FPGA AI Suite Handbook

ID 863373
Date 11/21/2025
Public
Document Table of Contents

9.4.2. Improving Layer Accuracy by using Mixed Precision

For ML tasks that are sensitive to precision, although using a lower precision saves area, the inference accuracy may be impacted. Mixed precision feature enables running designated layers in the ML graph to run at a higher precision to achieve a better accuracy.

Figure 25. Conversion to high-precision block floating point

The following diagram illustrates the conversion from floating point (fp16) to high-precision block floating point (in this example, 2 x INT9-BFP).

Since the block floating point block alignment step uses a mantissa width larger than the fp16 mantissa, there is little to no loss of precision.

The only situation in which the high-precision blocked values lose mantissa precision relative to the fp16 inputs occurs when values of very different magnitude (i.e. having very different exponents) are blocked together. In this situation, a large bit shift is required to block align the mantissas, which can cause some low-precision bits of smaller values in the block to be lost. The 7th blocked value in the diagram illustrates this case.

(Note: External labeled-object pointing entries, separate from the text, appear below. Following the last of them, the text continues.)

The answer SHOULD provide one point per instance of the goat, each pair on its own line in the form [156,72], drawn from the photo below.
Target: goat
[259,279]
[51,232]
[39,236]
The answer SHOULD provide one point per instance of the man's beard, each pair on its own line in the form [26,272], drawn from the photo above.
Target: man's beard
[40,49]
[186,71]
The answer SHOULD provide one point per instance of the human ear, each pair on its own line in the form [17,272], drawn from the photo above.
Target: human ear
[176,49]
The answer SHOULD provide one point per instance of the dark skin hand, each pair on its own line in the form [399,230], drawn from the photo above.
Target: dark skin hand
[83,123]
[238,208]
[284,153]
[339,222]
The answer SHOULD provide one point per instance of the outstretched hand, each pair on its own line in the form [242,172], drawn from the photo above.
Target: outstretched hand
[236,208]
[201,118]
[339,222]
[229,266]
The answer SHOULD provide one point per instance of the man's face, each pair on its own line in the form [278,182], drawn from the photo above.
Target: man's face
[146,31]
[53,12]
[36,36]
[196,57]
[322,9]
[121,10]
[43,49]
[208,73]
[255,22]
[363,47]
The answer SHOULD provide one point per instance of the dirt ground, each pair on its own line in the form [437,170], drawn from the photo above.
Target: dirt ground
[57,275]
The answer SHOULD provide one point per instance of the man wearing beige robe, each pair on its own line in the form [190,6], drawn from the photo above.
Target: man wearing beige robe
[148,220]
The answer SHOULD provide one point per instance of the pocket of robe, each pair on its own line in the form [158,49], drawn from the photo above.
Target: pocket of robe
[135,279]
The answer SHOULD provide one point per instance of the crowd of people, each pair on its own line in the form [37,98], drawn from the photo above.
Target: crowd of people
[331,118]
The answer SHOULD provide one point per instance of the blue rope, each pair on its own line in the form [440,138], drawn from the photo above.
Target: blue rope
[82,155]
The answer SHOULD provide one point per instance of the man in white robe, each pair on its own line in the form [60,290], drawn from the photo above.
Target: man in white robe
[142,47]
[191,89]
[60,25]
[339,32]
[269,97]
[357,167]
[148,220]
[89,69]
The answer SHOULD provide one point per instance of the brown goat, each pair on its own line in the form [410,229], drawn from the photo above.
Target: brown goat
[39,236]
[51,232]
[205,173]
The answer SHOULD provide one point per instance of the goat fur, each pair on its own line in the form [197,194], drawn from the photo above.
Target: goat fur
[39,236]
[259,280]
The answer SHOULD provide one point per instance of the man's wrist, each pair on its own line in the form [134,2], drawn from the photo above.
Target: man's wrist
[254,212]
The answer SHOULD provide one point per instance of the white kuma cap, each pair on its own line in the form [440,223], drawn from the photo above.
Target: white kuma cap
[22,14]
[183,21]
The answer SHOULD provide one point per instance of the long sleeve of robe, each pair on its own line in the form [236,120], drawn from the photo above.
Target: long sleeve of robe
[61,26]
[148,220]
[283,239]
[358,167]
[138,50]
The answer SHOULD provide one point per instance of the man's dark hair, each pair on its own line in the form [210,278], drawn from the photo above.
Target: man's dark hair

Using the high precision block floating point numerical decomposition, a PE array parameterized to handle INT9-BFP can perform convolutions at INT17-BFP precision on select layers. The table below summarizes what "high precision BFP" entails for different FPGA AI Suite IP arch_precision parameter values.

Table 28.  High-Precision BFP vs. Default Precision BFP

arch_precision

Block floating point

High precision BFP

FP11

INT7-BFP

INT13-BFP(not supported)

FP12AGX

INT8-BFP

INT15-BFP

FP13AGX

INT9-BFP

INT17-BFP

FP16

INT12-BFP

INT23-BFP(not supported)

A high-precision convolution layer has 4x the computational cost of a default precision convolution layer. With high precision BFP decomposition, both features and filters are represented as the sum of two terms. The resulting feature-filter product of sums has four terms.

The computational cost can be reduced by using high precision BFP for only the features, leaving the filters at default precision. Such a layer has 2x the computational cost of a default precision layer.